Honestly though, I feel very genuinely sorry for him, and very sad for him.
Clearly something has cracked and it’s unimaginable being on the pedestal he’s been on for as long as he’s been on it. His friends are not looking out for him, which makes me wonder if he has any friends capable of telling him “stop”.
Matt, if you’re reading (which, c’mon, we all know you anlmost certainly are!) please stop.
It’s not too late to save yourself, to save your mental health, and to save your reputation.
Don’t dig your heels in, and don’t play chicken on the railroad tracks the lawyers are laying out for you.
Stop, and focus on the next stage of your journey, your legacy, and let the great work you did speak for itself, rather than be tainted.
You are not Wordpress, and your identify should not be so tied to Wordpress to the degree that is suggested by the way you are conducting yourself in recent times.

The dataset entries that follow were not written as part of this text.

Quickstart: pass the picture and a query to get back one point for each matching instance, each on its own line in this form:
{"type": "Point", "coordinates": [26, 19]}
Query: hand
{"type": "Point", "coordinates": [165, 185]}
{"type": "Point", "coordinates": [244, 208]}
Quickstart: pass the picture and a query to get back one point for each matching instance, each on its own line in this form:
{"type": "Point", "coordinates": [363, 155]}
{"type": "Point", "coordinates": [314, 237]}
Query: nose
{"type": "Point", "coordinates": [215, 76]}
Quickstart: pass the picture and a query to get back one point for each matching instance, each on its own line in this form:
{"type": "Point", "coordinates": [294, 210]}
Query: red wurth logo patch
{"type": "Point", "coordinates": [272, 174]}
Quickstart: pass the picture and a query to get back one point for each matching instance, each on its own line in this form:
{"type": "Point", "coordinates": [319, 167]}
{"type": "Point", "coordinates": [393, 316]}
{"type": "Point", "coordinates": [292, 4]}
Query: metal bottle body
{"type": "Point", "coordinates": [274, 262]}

I guess everything itt should be taken with a grain of “personally” salt, because that clearly is an accusing statement not tagged as a personal opinion. I wasn’t following this topic at all, but what gp is saying contradicts your hypothesis at least, so there’s no “personally I” escape route.
More meta, it feels like all this civilized discussion on HN et al is just a facade, because in rare situations like this people suddenly start theorizing, rationalizing their position, jumping gray-voting wagons and so on. I mean, it’s their right, but it looks like a booing mob rule rather than a society of standards that everyone relates themselves to here.
> so why is it so unlikely that he could have potentially hired people to write code that he claimed under his moniker?
Sure and he could have bought loads and loads of monkeys and given them typewriters.
Why are you fantasising?
It's a pretty straightforward story here.
I stand by my statement that you have quoted. The “personally” bit was that I, personally, can no longer have full faith that his Wordpress commits are his work, given his recent conduct.
There is nothing accusatory about my statement that he has managed to closely associate Wordpress the product with Mullenweg the man. And it’s an undeniable fact that he’s managed to wring an enormous amount of profit from that relationship, and, indeed, boasts about it himself in the blogpost linked from this post!
Nit: Mike Little was the other cofounder - you might be confusing him with Mark Jaquith, one of the lead developers and largest contributors early in the project.
Also, with regards to contribution count, it’s important to look at “props” which are the credits given for commits. WordPress has a contribution system that predates things like git’s multiple author support, so users are given props via commit messages, and a system tracks this for attributing credit for each release.
Started/founded are basically the same, no?
> Also, with regards to contribution count, it’s important to look at “props” which are the credits given for commits. WordPress has a contribution system that predates things like git’s multiple author support, so users are given props via commit messages, and a system tracks this for attributing credit for each release.
This is all way after he stopped contributing on a code level.
He wants WP Engine to either fund a fork which means they would have trademark issues since their fork won't be WordPress, or for them to partly fund the development of WordPress, which is what this entire battle was kinda about.
Maybe for WordPress VIP or something but Automattic is at $700m while WP Engine is at $400m.